JAKARTA, KOMPAS.com - Pengusutan skandal pengubahan substansi Putusan Mahkamah Konstitusi (MK) Nomor 103/PUU-XX/2022 memasuki babak baru lagi.
Majelis Kehormatan MK (MKMK) telah rampung memeriksa para hakim konstitusi.
Sepekan ke belakang, MKMK sudah memanggil semua hakim konstitusi untuk dimintai keterangan terkait skandal ini, minus Enny Nurbaningsih yang berstatus sebagai anggota MKMK dari unsur hakim konstitusi aktif yang permintaan keterangannya bersifat konfirmasi dari setiap pemeriksaan para pihak.
Di samping itu, MKMK juga telah meminta keterangan dari mantan hakim konstitusi Aswanto. Aswanto masih berstatus sebagai hakim konstitusi ketika memutus perkara tersebut.
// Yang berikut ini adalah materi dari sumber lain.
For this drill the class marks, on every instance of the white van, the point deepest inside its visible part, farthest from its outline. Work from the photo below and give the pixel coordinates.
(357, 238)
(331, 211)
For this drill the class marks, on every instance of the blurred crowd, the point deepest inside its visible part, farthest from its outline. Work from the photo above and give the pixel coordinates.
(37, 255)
Namun, ketika putusan dibacakan, ia sudah digantikan Guntur yang sebelumnya menjabat sebagai Sekretaris Jenderal MK.
Baca juga: Ketua MKMK Anggap Perlu Pemeriksaan Lanjutan di Kasus Pengubahan Substansi Putusan MK
Sebelum pemeriksaan para hakim konstitusi, MKMK sudah mendalami berbagai informasi dari Biro Hukum dan Administrasi Kepaniteraan (HAK) pada Kesekjenan MK untuk mengusut diubahnya substansi Putusan MK nomor 103/PUU-XX/2022.
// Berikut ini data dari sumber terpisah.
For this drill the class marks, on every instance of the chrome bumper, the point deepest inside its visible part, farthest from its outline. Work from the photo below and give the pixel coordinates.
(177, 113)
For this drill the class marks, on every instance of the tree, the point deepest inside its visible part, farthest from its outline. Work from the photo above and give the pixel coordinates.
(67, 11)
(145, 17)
MKMK juga telah meminta keterangan awal dari panitera, Muhidin, serta penggugat perkara nomor 103/PUU-XX/2022, Zico Leonard Djagardo Simanjuntak.
Ketua MKMK I Dewa Gede Palguna menyinggung, pemeriksaan tidak hanya terhadap para pihak yang dianggap memiliki keterkaitan dengan kasus ini, melainkan juga terhadap dokumen-dokumen lain, termasuk rekaman kamera pengawas.
"Sekarang kami sedang menganalisis itu semua dengan dokumen-dokumen yang ada pada kami dan bukti-bukti yang lain, termasuk rekaman audio kemudian kamera CCTV dan sebagainya," ujar Palguna kepada wartawan, Senin (6/3/2023).
"Ada beberapa yang perlu kami dapatkan dan masih kami mintakan ke pihak Mahkamah Konstitusi," ia menambahkan.
Baca juga: MKMK Sebut Ada Titik Terang Skandal Pengubahan Substansi Putusan MK
Palguna menjelaskan bahwa penggalian keterangan dari dokumen-dokumen ini, termasuk rekaman kamera CCTV, penting dilakukan untuk memastikan bahwa pengusutan perkara yang mereka lakukan didukung dengan bukti yang kuat, tidak berdasarkan asumsi semata.
"Memang ada beberapa dokumen maupun, misalnya, rekaman, yang perlu kami dengar untuk mengonfirmasi hal-hal penting untuk menemukan gambar yang utuh dari peristiwanya itu," ujar eks hakim konstitusi 2 periode tersebut.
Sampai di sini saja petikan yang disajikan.